I don’t entirely remember when I read it—sometime in that first year I think, but when I did, I underlined this line from Strayed’s Dear Sugars Column, Write Like A Motherfucker,
“Do you know what that is, sweet pea? To be humble? The word comes from the Latin words humilis and humus. To be down low. To be of the earth. To be on the ground.”
I don’t think I made the connection then, but I’m making it now—because that’s exactly where I had to go, to Apt. “L” for Lower, the “Garden Unit,” on.the.ground. Rumi was not wrong, the universe was always conspiring in my favor, she knew I needed you. She knew I needed a big helping of humility. So on your ground I wrote and read and cried and was remade. Do you even recognize me?
No one knows better than you how much letting go of my husband hurt. No one paid as unwavering witness to my suffering as you did. I will never forget that.
Packing it all up to leave you today Scott Street, brings me back there, to the most painful season of my life. Melodramatic? I don’t think so.
There’s a sneaky devil in divorce. Because even though it’s ubiquitous—and statistically probable (50% of marriages end in divorce)—this reality that it’s “so common” undermines how deeply personal and alienating it is for the people going through it. My therapists’ Breakup and Divorce Support Group’s one liner reads: “Ending Your Marriage or Relationship Is One of the Most Difficult and Confusing Life Transitions You’ll Ever Experience.” Uh yeah, you can say that again.
I remember sitting there with my therapist with tear streaked cheeks asking, “When am I going to feel better?” It felt like I was never going to get there. Grieving constantly, questioning everything. You held me in all my forms, Scott Street. And we did get there. We wrestled with unanswerable questions about futures we could not predict. It was messy; and it got worse before it got better. And you know what, I wouldn’t have wanted to do it with anyone but you.
Today my life looks very different from what my younger self had drafted in plans, and in a lot of ways, it’s a much harder life really. But something about it works for me, even when it doesn’t. Logic has no place here—that’s what honing my intuition taught me. There is no right or wrong decision, only choices you make—and decide to live with.

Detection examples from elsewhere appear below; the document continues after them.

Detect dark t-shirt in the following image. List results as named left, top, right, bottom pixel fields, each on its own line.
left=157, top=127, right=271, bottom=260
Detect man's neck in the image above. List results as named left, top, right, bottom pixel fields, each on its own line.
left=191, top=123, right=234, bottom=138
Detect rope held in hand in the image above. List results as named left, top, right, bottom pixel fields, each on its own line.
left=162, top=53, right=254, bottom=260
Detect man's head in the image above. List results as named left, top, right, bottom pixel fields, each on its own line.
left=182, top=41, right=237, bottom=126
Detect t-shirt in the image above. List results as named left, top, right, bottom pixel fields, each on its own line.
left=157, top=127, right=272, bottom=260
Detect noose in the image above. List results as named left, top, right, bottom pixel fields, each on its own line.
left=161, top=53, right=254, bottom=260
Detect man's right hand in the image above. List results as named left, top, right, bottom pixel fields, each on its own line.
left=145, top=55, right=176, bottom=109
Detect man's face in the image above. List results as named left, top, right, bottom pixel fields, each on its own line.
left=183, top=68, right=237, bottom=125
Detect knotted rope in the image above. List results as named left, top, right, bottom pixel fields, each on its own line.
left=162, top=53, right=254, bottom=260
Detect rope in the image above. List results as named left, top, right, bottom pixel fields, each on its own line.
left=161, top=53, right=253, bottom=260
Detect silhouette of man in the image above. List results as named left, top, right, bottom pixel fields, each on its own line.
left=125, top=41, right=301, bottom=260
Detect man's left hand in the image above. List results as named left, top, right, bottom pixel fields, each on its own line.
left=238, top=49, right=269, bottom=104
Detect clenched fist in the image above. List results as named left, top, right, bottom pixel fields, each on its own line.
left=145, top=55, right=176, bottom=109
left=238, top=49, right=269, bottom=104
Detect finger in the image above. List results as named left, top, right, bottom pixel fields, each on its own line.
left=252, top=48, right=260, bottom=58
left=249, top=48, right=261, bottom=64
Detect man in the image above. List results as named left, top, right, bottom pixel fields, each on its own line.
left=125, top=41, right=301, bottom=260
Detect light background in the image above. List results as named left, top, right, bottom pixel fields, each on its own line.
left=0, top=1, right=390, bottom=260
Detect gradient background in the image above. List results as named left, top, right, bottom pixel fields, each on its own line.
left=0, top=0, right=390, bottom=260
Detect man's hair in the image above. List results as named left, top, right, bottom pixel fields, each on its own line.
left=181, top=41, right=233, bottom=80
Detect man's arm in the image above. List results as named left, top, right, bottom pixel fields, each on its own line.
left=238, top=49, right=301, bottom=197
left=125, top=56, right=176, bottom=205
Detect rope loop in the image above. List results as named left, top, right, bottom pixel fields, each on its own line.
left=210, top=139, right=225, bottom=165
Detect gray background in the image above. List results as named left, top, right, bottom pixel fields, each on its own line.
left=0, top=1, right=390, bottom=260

So here we are, sitting together one final time, just you and me, cross legged on your newly vacant floors, tears streaming down my face. I plant both of my palms on your ground, where you grounded me, and I say out loud,
Thank you. You were wonderful.
Thank you. You have been here for me, unconditionally.
Thank you. You have held me through the most painful season of my life.
Thank you. You paid witness to my grief, my fear, my healing, my
transformation.
Thank you for being the small, quiet room.